Cordner's selfless act to own loss
A leader's true qualities become most visible when the pain of defeat is still raw and by speaking when he wasn't spoken to on Wednesday night Boyd Cordner took the Blues' Game Three loss and made it his own.
With speculation growing louder that this will be Laurie Daley's final series as coach of New South Wales, the question was put to him as to whose shoulders the responsibility for the loss should fall on.
As Daley moved to defend the 17-man playing group that he had shepherded through this Holden State of Origin Series by accepting the entirety of the blame himself, Cordner spoke up for the first time in the post-match press conference to stand in front of the bullet.
Magnanimous in defeat with a speech during the on-field presentation that oozed class that an entire state should get behind, Cordner refused to allow Daley to be held responsible for a fourth series defeat in five years in charge.
"I'll step in there. I reckon it's the players," said Cordner, who is generally much more comfortable running tough lines against monster back-rowers than he is in front of a microphone.

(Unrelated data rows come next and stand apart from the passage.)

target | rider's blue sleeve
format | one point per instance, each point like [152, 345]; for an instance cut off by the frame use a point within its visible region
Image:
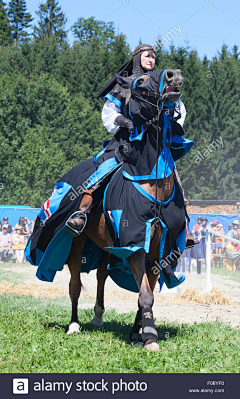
[109, 113]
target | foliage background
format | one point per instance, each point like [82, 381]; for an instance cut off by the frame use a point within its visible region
[50, 119]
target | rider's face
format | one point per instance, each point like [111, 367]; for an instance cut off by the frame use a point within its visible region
[147, 61]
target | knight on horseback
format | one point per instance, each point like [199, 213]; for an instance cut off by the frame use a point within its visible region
[116, 119]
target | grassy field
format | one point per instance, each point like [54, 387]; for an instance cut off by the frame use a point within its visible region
[33, 339]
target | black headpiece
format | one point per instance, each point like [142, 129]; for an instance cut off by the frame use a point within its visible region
[132, 69]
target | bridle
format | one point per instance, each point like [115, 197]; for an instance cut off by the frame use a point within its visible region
[159, 106]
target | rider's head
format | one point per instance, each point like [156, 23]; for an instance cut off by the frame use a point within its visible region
[143, 59]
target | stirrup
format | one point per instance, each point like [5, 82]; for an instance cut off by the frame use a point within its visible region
[73, 216]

"All we have to worry about is turning up and training. We've got a game-plan and a structure to stick to and Laurie and the coaching staff have been nothing but great every time I've been wearing a Blue jersey, especially this series.
"We had the same team all the way through the series and we prepared really well every game, especially this game because our training this time we didn't have to learn anything new because we had the same players.
"It falls back on myself being the captain and the playing group as well.
"We played really well Game One and most of Game Two; it was really disappointing how that ended. We come up here tonight and we didn't start the game off how we planned.
"That doesn't come back on the coaches, that's the players. I'll put my hand up there."
If Daley does step aside, when the dust settles the next coach in line need look no further than Cordner for the embodiment of the players they will need to break a Queensland stranglehold that has been loosened only once in the past 12 years.
It's an extraordinary period of dominance in a rivalry that had never seen a team dominate for more than three years in a row for the first 25 years, and given the confidence the young Maroons will take from this year that dominance shows no signs of abating.
Queensland has developed this superiority on a selection policy not of picking the best individuals but the best teammates.
They want to know that when a game is in the balance and they are struggling to gain the ascendancy the 16 other players in the squad will fight just as hard as they will to turn the tide.
You can never question the effort of any player that graces the Origin arena but if it is not done as a collective it can be very easily misdirected and energy soon degenerates into panic.
Players such as Jake Trbojevic, Josh Jackson, Wade Graham and Jack Bird will be willing allies to Cordner for the next five years at least and can develop a dependability that will stand up in the harsh glare of Origin's spotlight.
The challenge for the New South Wales coach in 2018 will be finding the formula for the right players to put around them.